Generate a sample of size 20 according from the following dgp. The two regressors are generated by \(x_{1} \sim \chi^{2}(4)-4\) and \(x_{2} \sim 3.5+\mathcal{U}[1,2]\); the error is from a mixture of normals with \(u \sim \mathcal{N}[0,25]\) with probability 0.3 and \(u \sim \mathcal{N}[0,5]\) with probability 0.7 ; and the dependent variable is \(y=1.3 x_{1}+0.7 x_{2}+0.5 u\).

(a) Estimate by OLS the model \(y=\beta_{0}+\beta_{1} x_{1}+\beta_{2} x_{2}+u\).

(b) Suppose we are interested in estimating the quantity \(\gamma=\beta_{1}+\beta_{2}^{2}\) from the data. Use the least-squares estimates to estimate this quantity. Use the delta method to obtain approximate standard error for this function.

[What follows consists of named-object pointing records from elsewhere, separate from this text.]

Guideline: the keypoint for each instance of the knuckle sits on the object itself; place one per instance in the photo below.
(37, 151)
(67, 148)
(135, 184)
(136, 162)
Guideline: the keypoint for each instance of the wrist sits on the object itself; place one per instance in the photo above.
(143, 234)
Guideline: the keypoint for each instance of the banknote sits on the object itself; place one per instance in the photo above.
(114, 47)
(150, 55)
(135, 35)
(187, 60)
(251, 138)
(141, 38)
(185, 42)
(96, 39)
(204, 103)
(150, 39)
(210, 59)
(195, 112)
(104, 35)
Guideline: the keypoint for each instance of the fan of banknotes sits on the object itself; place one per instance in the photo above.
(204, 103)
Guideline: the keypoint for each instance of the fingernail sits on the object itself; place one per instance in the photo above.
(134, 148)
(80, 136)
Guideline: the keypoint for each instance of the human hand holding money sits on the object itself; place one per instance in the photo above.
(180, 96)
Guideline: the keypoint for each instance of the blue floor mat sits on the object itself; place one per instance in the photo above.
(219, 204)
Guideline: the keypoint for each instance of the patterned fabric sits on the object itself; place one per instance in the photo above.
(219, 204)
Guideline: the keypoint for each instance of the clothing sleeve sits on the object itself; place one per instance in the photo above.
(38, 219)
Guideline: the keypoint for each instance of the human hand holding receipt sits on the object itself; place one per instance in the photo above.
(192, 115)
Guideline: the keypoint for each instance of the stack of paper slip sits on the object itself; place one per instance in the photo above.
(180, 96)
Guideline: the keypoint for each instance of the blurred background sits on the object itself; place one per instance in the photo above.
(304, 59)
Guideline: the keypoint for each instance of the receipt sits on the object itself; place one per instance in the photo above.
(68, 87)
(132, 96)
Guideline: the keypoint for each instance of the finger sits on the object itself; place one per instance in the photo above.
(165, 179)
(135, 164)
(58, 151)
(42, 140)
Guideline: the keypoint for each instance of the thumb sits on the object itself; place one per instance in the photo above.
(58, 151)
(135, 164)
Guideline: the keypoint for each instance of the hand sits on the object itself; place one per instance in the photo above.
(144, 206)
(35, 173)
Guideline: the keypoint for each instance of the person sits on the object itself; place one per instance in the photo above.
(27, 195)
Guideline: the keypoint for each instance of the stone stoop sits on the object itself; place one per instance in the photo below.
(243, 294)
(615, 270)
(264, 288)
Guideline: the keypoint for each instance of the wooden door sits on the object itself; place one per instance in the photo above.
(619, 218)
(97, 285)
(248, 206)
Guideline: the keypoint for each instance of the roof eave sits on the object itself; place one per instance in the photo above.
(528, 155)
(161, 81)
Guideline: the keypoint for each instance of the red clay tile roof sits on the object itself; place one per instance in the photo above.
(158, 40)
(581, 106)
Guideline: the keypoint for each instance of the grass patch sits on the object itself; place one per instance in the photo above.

(c) Then estimate the standard error of \(\widehat{\gamma}\) using a paired bootstrap. Compare this to se \([\widehat{\gamma}]\) from part

(b) and explain the difference. For the bootstrap use \(B=25\) and \(B=200\).

(d) Now test \(H_{0}: \gamma=1.0\) at level 0.05 using a paired bootstrap with \(B=999\). Perform bootstrap tests without and with asymptotic refinement.